A wonderful, savory experience. This is another of the few canapés that I made for my initial catering experience. This pairs well with a full bodied red wine. I’m no sommelier, but I’m a sucker for a good Malbec. This is another inspiration from pinterest, but once again I felt it needed a few tweaks. In particular because everything had to be gluten free.
- 2½ cups of homemade chicken stock
- ½ tsp minced garlic
- 1½ cups yellow corn meal
- 4 tbsp unsalted butter, at room temperature
- ⅓ cup of grated parmesan
- 2 tbsp minced fresh thyme
- kosher salt and freshly ground black pepper
- yellow corn meal for dusting
- 2 large onions, peeled and chopped
- 1 tbsp of balsamic vinegar
- 1 tbsp of brown sugar
- 2 tsp of olive oil
- 400g of mixed wild mushrooms, cleaned and chopped
- 1 tsp of fresh thyme leaves
- 3 tbsp of red wine
- 2 tsp of olive oil
- 1 large clove of garlic, minced
- salt to taste
- 1 tbsp roughly chopped fresh thyme for topping
- Bring the chicken stock and garlic to a boil in a saucepan. Whisking constantly, pour in the corn meal.
- Return the liquid to a simmer and cook the polenta over very low heat, stirring occasionally for 25 to 35 minutes or until the polenta is thick and smooth.
- When the polenta is cooked, stir in the butter, parmesean, thyme and salt and pepper to taste.
- Spread the polenta in a greased 9 by 13 inch baking pan. Let it cool to room temperature, then cover the surface with plastic wrap and refrigerate.
- Cut the polenta into bite size squares and coat in uncooked corn meal.

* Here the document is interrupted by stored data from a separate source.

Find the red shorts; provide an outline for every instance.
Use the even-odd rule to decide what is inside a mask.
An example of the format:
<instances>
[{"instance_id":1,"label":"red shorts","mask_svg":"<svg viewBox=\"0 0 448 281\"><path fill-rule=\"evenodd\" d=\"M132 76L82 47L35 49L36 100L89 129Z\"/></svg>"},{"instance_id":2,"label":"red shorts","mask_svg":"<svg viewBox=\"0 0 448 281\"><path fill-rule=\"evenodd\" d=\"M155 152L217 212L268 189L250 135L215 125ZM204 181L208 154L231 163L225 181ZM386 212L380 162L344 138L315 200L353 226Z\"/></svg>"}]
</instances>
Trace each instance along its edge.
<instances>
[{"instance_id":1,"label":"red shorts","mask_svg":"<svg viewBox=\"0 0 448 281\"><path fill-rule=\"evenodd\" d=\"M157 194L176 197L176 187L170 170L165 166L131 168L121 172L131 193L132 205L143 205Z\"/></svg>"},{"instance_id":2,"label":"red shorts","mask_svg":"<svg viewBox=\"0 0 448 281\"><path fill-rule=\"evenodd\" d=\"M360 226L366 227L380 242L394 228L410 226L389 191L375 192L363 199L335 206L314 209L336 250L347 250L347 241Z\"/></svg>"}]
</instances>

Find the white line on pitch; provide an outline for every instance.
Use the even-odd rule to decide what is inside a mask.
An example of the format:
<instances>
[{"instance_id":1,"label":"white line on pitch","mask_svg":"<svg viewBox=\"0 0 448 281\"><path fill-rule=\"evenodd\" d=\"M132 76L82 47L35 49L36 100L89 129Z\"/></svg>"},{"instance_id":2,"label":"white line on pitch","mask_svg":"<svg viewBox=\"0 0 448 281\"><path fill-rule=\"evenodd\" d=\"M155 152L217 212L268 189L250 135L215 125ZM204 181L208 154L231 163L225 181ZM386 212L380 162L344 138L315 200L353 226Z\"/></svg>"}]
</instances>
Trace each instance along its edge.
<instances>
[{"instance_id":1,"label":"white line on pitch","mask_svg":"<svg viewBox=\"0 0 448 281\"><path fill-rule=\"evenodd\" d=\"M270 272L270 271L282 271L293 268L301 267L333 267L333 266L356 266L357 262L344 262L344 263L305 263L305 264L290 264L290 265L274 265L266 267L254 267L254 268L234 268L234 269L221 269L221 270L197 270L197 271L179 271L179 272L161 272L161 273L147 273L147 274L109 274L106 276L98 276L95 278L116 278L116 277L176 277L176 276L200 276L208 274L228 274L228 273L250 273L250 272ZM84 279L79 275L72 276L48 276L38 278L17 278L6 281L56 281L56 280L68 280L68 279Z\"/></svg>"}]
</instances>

Heat a large skillet over medium heat and add oil. Once the pan has come to heat add the polenta squares and fry for 2 to 3 minutes on each side or until golden. Drain on paper towel.
- Heat a large skillet over a medium low heat, when the pan is to temperature add olive oil and the onions and reduce heat to low. Sauté for 10 minutes then add vinegar and sugar. Cook for a further 10 minutes until caramelised. Set aside.
- Heat a large skillet over a medium heat and add olive oil. Add the mushrooms and season with salt and pepper. Sauté for 10 minutes before adding garlic and Sauté for 2 minutes before adding the red wine and thyme leaves. Simmer for a further 10 minutes, or until the wine has all but evaporated. Set aside.
- Top the polenta squares with a small amount of caramelised onion followed with the mushroom mixture.
- Finish the canapés with a sprinkling of the chopped fresh thyme.